Cisco Stock Rose as Its Q3 Earnings Were Expected to Enhance Bookings and Sales

Cisco Stock Rose as Its Q3 Earnings Were Expected to Enhance Bookings and Sales

Cisco Stock (NASDAQ:CSCO)

As the supply chain continues to strengthen after the pandemic, Cisco Systems (NASDAQ:CSCO) will announce its fiscal third-quarter earnings on Wednesday after the market closes.

Simon Leopold, an analyst at Raymond James, has an outperform rating and a $63 price target per share on Cisco stock because he is "optimistic" that the company will meet or exceed quarterly expectations and keep sales growth around 10%.

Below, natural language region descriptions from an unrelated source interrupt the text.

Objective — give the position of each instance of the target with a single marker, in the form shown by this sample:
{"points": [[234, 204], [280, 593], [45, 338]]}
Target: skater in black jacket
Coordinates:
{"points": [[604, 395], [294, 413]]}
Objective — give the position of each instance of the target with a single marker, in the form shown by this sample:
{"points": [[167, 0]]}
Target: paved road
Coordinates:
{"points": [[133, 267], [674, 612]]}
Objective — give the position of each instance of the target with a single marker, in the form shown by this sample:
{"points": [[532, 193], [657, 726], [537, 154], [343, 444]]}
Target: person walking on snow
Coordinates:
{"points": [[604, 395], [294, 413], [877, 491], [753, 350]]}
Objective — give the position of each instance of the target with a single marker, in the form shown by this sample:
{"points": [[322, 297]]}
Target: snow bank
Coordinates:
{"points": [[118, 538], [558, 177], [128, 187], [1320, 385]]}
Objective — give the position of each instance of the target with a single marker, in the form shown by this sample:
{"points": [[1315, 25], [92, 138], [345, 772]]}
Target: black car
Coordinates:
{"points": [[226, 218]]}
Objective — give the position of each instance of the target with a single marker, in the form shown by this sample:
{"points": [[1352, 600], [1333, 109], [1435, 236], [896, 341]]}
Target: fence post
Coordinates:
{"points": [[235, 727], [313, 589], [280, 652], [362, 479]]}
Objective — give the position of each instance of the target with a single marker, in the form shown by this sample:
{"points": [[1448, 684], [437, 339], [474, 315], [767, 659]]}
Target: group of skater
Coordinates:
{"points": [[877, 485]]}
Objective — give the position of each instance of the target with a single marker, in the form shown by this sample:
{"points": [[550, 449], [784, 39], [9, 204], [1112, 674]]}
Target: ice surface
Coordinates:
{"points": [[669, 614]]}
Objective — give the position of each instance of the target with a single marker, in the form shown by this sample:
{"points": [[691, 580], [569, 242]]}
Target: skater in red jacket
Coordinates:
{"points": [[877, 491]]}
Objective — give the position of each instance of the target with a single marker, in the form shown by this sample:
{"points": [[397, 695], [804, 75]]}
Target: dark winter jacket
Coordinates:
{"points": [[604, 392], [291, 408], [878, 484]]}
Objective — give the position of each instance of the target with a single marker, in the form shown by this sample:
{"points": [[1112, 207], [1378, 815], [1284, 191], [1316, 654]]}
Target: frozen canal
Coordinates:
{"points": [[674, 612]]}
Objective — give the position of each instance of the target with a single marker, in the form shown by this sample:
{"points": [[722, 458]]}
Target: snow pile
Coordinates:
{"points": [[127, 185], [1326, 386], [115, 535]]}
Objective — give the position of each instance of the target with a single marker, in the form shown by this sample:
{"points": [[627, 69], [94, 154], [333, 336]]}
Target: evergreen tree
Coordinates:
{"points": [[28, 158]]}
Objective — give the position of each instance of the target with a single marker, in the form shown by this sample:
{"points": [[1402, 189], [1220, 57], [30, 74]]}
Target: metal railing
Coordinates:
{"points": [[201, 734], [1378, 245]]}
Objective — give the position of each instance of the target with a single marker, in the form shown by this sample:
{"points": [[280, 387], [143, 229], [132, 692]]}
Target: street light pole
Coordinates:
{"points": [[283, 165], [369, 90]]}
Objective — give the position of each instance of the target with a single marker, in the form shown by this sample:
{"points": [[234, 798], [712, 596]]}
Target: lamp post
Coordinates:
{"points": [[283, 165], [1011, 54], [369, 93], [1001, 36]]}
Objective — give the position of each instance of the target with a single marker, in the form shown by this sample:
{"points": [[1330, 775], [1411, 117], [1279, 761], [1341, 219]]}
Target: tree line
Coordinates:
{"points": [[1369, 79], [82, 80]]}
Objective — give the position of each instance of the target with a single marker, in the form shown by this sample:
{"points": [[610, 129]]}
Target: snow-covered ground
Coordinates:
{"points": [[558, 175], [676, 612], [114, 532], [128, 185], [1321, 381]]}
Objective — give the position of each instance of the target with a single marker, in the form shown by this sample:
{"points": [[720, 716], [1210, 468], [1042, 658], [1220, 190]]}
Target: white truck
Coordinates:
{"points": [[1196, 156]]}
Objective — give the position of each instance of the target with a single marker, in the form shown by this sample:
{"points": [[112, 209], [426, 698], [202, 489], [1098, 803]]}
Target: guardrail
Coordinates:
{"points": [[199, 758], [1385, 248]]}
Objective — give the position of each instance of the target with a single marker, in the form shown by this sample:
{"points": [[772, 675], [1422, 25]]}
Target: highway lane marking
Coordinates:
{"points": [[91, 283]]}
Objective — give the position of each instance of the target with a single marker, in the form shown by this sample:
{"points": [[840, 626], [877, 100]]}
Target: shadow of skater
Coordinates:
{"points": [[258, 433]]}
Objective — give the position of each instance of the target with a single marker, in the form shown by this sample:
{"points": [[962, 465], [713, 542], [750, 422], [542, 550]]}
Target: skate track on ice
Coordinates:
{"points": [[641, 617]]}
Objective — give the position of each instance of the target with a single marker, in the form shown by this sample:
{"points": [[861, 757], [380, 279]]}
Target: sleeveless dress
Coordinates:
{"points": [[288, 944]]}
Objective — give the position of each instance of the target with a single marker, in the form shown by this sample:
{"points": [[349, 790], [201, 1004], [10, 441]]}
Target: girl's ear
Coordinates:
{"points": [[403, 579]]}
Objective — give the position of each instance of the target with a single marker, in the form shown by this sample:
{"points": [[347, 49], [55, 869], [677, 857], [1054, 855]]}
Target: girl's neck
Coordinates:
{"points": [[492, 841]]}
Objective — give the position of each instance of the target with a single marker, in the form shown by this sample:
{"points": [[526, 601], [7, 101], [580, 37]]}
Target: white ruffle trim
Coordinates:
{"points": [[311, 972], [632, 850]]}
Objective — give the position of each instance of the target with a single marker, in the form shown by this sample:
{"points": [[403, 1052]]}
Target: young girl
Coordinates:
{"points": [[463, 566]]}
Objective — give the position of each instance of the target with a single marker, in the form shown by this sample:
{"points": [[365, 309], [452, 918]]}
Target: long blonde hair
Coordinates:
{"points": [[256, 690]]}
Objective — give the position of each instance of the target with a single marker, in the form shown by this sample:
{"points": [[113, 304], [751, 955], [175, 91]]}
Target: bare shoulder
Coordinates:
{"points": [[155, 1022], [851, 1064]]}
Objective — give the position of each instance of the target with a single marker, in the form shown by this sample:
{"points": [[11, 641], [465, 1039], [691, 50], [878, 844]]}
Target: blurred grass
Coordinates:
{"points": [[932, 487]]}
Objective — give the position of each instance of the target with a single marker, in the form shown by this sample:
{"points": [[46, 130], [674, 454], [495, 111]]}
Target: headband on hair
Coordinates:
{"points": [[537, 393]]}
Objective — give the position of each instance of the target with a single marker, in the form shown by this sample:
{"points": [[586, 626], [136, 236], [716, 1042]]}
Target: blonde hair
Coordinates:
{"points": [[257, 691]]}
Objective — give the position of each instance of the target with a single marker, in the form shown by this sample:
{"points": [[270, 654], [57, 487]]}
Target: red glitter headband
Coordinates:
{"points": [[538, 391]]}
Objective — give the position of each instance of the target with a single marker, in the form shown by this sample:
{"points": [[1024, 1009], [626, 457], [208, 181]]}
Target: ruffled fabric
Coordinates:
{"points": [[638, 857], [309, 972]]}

Still, "we still worry about the macro catching up with Cisco in [calendar 2023] and/or investors taking their queue from backlog reduction, similar to Juniper," as Leopold said in a message to investors. "Investor mood has turned negative, but industry indicators hold up well."

Analysts anticipate Cisco (NASDAQ:CSCO) to post adjusted earnings of 97 cents per share on sales of $14.36 billion, up around 11.9% year over year.

Cisco (NASDAQ:CSCO) projected in February that it would earn 96 cents to 98 cents a share in its fiscal third quarter, excluding one-time items, on sales growth of 11% to 13% year over year.

Meta Marshall, an analyst at Morgan Stanley, has a $55 price objective on Cisco stock and predicts worsening circumstances. However, he sees potential for improvement in security expenditure.

We expect the backlog to continue to provide support to revenue in [the third quarter], putting more risk on the orders number as checks continue to point to softer enterprise demand, and while federal strength provides a benefit to CSCO, not likely enough to offset (particularly given service provider/cloud headwinds)," Marshall wrote in an investor note.

Marshall said that although the backlog is sufficient to maintain revenue for now, a faster-than-planned fall due to tough order comparisons and a payment delay scheme might add up to a dismal fiscal year in 2024.

Samik Chatterjee, a Cisco (NASDAQ:CSCO) analyst at J.P. Morgan with a neutral rating and a $55 price target per share, has indicated that investors may not hoot about the quarterly results or even a prospective guidance raise if they are only focused on orders.

In a letter to investors, Chatterjee predicted that a recurrence of the -22% year-over-year order reduction would confirm a considerably weaker demand outlook.

According to Chatterjee, Cisco (NASDAQ:CSCO) likely saw a "robust pace" in orders for the first few days of the quarter. However, some of Cisco's competitors had weaker-than-expected orders from business and cloud clients, which might cause worry.